Between Monday and Wednesday, the S&P 500 and Nasdaq set six records, exceeding most forecasts and dashing bears’ hopes for a correction. “The Buffett Indicator exceeded the levels of the dot-com crisis and the Great Recession. The concentration of market gains in a few tech giants is worrisome. The latest forecast from Mike Wilson of Morgan Stanley predicts a 10% correction by the end of the year due to political uncertainty. The correction is inevitable, but when exactly is unknown.

On the macroeconomic front, the main events of the week were Fed Chairman Powell’s speech to lawmakers and the announcement of June inflation data. Powell assured that “we are moving in the right direction,” but noted that “we need more data to cut rates.” New inflation data showed a decline to 3% per annum, the first since 2020. This exceeded expectations and gives hope for a rate cut in September. The probability of such a scenario is 86.4%.

On the corporate front, Tesla was the hero of the week. Although the company’s sales and profitability have been declining, emotions have pushed the stock up for eleven consecutive trading sessions, increasing its price by 53%. On Thursday, UBS recommended that clients sell the stock, saying that the growth was “too big and too fast.” Tesla announced the postponement of the robotaxi demonstration from August to October, which also affected the market.

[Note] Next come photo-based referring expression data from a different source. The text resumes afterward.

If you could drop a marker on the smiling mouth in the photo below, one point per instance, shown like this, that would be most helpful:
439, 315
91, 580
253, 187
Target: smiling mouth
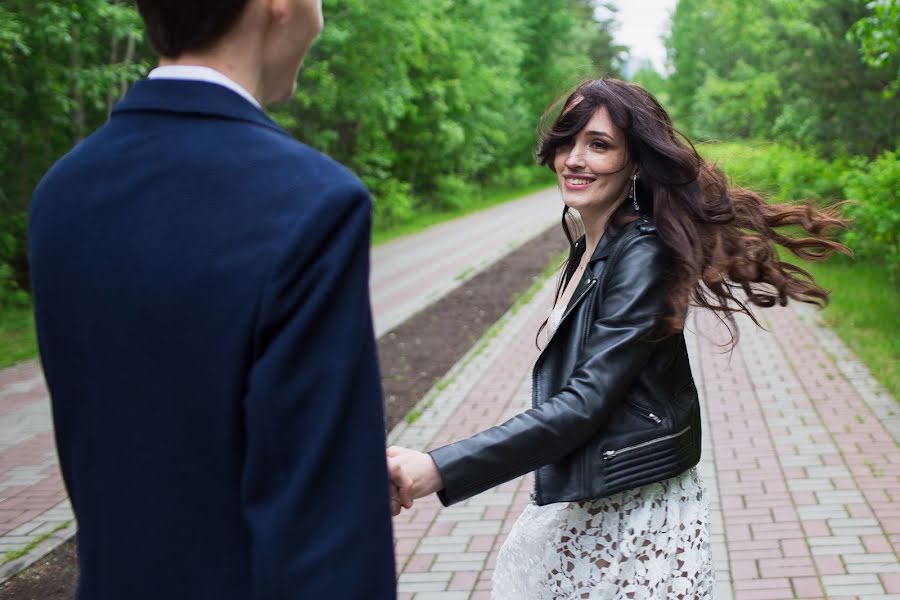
577, 182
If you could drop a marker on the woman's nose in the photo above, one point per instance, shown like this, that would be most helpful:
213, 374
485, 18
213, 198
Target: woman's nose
575, 159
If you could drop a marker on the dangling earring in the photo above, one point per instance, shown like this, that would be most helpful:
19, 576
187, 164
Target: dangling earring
632, 195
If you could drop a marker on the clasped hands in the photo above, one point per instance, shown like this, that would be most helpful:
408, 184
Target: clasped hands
413, 475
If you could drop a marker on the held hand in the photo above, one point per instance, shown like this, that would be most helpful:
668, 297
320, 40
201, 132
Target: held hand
420, 468
400, 486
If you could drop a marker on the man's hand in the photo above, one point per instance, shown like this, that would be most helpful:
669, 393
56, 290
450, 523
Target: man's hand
401, 484
419, 468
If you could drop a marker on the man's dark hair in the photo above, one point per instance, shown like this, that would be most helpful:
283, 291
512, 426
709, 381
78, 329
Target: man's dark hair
178, 26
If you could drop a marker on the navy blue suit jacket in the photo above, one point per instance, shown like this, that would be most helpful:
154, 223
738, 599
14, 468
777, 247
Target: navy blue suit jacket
201, 296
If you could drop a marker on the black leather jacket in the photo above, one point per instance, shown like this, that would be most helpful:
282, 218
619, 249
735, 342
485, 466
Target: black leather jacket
613, 401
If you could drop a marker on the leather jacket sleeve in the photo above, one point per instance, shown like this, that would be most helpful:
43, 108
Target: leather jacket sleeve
618, 343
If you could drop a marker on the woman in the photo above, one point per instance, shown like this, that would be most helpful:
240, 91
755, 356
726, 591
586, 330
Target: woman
619, 510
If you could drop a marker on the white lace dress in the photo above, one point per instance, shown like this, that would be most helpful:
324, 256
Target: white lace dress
651, 542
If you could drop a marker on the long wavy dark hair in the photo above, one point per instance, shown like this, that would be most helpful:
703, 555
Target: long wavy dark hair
723, 238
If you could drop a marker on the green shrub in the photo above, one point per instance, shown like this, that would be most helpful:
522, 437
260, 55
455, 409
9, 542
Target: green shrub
454, 193
778, 171
393, 203
13, 266
875, 210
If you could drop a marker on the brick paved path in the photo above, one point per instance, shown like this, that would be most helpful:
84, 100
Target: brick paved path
804, 479
410, 273
407, 275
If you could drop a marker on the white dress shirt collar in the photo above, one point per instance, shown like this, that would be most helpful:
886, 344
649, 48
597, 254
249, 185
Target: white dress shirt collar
198, 73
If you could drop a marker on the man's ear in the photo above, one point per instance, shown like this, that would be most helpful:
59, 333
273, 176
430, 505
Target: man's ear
280, 10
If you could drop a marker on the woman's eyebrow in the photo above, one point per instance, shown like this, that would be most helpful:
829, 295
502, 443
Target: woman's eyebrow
599, 134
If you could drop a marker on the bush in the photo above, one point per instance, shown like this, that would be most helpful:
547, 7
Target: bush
454, 193
13, 265
393, 203
791, 174
778, 171
875, 211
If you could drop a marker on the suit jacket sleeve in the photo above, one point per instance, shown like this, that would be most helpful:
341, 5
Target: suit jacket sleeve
617, 346
315, 483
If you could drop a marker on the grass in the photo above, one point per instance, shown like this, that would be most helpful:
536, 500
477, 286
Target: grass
16, 554
428, 219
865, 313
18, 341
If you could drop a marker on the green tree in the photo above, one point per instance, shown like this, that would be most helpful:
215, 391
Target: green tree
878, 34
62, 66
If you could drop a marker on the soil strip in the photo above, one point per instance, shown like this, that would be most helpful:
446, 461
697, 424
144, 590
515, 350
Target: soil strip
413, 356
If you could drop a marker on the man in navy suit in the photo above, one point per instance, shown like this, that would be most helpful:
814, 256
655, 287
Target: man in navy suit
201, 296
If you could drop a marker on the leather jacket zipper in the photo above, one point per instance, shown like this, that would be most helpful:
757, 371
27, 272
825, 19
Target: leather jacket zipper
609, 454
574, 303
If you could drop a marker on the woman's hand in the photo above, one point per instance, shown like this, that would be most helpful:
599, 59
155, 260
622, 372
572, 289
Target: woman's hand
400, 486
419, 467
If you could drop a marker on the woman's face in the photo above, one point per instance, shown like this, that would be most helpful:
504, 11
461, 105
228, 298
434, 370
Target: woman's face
593, 169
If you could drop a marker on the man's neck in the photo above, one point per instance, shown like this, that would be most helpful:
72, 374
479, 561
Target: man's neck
240, 71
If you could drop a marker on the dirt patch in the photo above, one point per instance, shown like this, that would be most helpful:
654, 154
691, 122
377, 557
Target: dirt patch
54, 577
413, 356
418, 352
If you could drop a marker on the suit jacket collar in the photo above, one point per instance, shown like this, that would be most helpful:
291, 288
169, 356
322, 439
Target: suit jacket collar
199, 98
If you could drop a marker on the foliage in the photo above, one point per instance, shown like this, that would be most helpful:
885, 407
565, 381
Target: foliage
865, 313
864, 305
428, 122
878, 34
785, 70
791, 174
63, 65
428, 102
875, 210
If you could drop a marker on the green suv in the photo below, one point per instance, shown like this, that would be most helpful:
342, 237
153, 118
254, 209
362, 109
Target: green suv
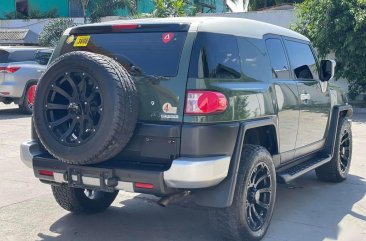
218, 108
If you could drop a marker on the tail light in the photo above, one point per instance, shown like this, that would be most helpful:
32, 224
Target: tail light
205, 102
9, 70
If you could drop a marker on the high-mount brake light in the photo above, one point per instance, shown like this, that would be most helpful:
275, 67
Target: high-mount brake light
9, 70
205, 102
124, 26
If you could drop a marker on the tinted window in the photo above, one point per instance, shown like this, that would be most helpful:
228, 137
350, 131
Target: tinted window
302, 60
140, 53
22, 7
277, 56
253, 58
42, 57
215, 56
22, 55
3, 56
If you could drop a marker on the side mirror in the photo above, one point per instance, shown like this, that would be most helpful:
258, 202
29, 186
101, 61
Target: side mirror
327, 70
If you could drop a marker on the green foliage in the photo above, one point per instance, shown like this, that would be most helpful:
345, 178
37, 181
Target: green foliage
259, 4
102, 8
173, 8
33, 14
53, 31
338, 26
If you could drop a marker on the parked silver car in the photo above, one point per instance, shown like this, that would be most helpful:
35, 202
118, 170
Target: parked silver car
20, 69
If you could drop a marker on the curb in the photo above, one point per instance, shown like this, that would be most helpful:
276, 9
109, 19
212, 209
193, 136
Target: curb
359, 110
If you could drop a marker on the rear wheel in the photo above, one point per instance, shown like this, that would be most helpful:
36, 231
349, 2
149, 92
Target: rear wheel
338, 168
250, 214
82, 200
26, 107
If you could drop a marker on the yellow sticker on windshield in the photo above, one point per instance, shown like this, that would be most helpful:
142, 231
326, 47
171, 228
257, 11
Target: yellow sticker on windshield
81, 41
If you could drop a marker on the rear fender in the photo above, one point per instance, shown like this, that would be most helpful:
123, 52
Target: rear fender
222, 195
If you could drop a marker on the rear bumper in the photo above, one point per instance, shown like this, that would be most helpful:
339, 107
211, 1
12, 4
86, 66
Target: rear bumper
14, 89
184, 173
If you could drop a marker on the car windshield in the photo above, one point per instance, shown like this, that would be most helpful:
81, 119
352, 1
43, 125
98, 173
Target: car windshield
149, 54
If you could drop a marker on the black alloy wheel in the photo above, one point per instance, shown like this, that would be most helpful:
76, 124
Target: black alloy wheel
344, 150
258, 196
73, 108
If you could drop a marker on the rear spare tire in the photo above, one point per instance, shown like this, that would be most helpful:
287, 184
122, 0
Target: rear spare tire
85, 109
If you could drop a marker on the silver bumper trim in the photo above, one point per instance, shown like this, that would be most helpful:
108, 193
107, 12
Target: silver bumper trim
28, 150
197, 172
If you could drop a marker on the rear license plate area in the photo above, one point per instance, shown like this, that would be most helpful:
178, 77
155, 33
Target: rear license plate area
99, 179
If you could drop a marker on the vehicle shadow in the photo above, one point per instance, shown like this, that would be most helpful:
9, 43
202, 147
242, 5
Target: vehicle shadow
305, 210
12, 113
309, 209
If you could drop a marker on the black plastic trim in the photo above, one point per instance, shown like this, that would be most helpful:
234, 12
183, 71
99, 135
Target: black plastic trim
155, 177
209, 139
222, 195
332, 130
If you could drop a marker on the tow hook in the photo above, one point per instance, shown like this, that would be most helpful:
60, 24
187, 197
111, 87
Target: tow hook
165, 201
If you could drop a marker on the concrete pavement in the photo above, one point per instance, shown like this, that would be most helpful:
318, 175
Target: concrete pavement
306, 210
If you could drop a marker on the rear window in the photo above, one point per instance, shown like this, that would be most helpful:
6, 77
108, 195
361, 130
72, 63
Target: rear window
154, 53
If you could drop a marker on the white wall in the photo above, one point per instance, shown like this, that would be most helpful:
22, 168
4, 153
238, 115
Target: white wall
35, 25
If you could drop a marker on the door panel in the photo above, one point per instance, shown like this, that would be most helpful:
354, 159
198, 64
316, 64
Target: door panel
314, 112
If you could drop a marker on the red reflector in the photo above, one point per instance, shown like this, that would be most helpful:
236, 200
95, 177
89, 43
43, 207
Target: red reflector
205, 102
45, 173
124, 26
144, 185
9, 70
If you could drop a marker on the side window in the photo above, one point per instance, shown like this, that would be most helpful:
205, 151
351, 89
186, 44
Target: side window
302, 60
215, 56
42, 57
277, 56
3, 56
21, 7
253, 59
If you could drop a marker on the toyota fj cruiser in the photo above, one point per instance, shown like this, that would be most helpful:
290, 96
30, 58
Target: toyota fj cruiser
220, 108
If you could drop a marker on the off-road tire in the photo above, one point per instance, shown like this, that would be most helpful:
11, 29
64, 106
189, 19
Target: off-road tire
120, 108
331, 171
24, 106
231, 222
76, 201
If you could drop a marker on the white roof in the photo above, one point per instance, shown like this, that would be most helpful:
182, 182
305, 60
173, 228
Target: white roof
225, 25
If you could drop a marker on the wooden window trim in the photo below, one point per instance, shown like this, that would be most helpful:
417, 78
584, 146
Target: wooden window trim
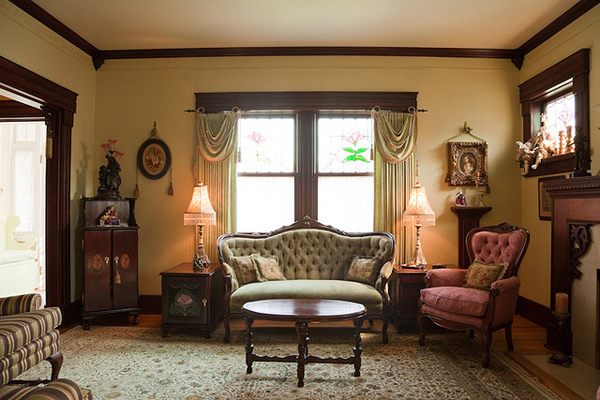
307, 106
570, 75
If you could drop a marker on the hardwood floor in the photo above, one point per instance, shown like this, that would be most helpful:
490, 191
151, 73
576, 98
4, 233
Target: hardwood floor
528, 338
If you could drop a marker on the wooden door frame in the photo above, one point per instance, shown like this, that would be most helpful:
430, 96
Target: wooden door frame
58, 105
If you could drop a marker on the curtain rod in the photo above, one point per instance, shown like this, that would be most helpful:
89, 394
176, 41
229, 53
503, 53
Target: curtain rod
190, 110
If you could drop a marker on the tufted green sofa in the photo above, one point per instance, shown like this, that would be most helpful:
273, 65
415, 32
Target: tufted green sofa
313, 258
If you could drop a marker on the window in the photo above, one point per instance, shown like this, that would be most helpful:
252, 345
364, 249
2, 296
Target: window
266, 173
305, 154
561, 93
345, 172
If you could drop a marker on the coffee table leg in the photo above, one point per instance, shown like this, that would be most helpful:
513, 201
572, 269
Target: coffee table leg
249, 345
302, 332
357, 349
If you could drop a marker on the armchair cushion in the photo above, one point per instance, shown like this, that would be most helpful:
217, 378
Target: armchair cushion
18, 330
446, 277
459, 300
481, 275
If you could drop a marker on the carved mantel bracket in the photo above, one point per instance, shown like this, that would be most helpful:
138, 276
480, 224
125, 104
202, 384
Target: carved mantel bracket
579, 241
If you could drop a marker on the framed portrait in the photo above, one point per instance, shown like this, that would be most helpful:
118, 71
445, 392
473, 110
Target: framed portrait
544, 200
154, 158
467, 164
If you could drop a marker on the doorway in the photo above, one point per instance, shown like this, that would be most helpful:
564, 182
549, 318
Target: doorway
22, 208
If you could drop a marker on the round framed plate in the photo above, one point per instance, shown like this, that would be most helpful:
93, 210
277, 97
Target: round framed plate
154, 158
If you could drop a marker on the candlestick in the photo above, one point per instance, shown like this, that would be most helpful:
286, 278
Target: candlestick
562, 303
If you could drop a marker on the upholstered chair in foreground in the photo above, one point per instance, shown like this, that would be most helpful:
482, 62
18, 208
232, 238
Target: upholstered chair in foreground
28, 335
450, 305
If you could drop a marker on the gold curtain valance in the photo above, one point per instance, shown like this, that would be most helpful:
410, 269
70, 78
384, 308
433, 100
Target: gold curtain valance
395, 135
217, 135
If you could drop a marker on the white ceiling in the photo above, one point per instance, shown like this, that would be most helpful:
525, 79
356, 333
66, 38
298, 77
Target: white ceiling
156, 24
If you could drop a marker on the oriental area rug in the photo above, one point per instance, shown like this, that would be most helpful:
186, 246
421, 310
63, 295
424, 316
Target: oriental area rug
137, 363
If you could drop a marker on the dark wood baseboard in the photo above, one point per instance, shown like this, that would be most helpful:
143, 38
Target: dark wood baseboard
150, 304
533, 311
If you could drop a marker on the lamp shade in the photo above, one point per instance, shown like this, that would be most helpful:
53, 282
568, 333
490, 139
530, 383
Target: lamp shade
200, 211
418, 211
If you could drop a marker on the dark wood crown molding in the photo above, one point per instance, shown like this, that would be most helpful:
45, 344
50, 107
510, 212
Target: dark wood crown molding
99, 56
309, 51
557, 25
305, 101
61, 29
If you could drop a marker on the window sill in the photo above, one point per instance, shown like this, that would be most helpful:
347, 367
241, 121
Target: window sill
553, 165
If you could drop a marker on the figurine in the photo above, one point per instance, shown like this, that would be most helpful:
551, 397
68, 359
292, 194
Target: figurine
109, 218
460, 199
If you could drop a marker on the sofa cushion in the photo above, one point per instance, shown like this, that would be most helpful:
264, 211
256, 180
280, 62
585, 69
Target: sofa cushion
308, 289
363, 269
268, 268
19, 329
245, 270
457, 300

Unfulfilled promises are not uncommon for Tesla, but the market continues to support the company.
According to Goldman Sachs, investors are increasingly concerned about the spending of American tech giants on artificial intelligence. Amazon, Meta, Microsoft, and Alphabet spent about $357 billion last year on capital investments and research in this area. Analysts emphasize that companies must prove the profitability of these investments. If this does not happen, the advances received in the form of rising stock prices will have to be quickly returned, as happened during the dot-com crisis in 2000-01, when the Nasdaq lost 87%. And while it is said that this time it will be different, concerns remain.

*And finally, we would like to remind you that the information you have just listened to is not an investment advisory. Remember – investments in the stock market are always tied up with financial risks. So be careful and cautious.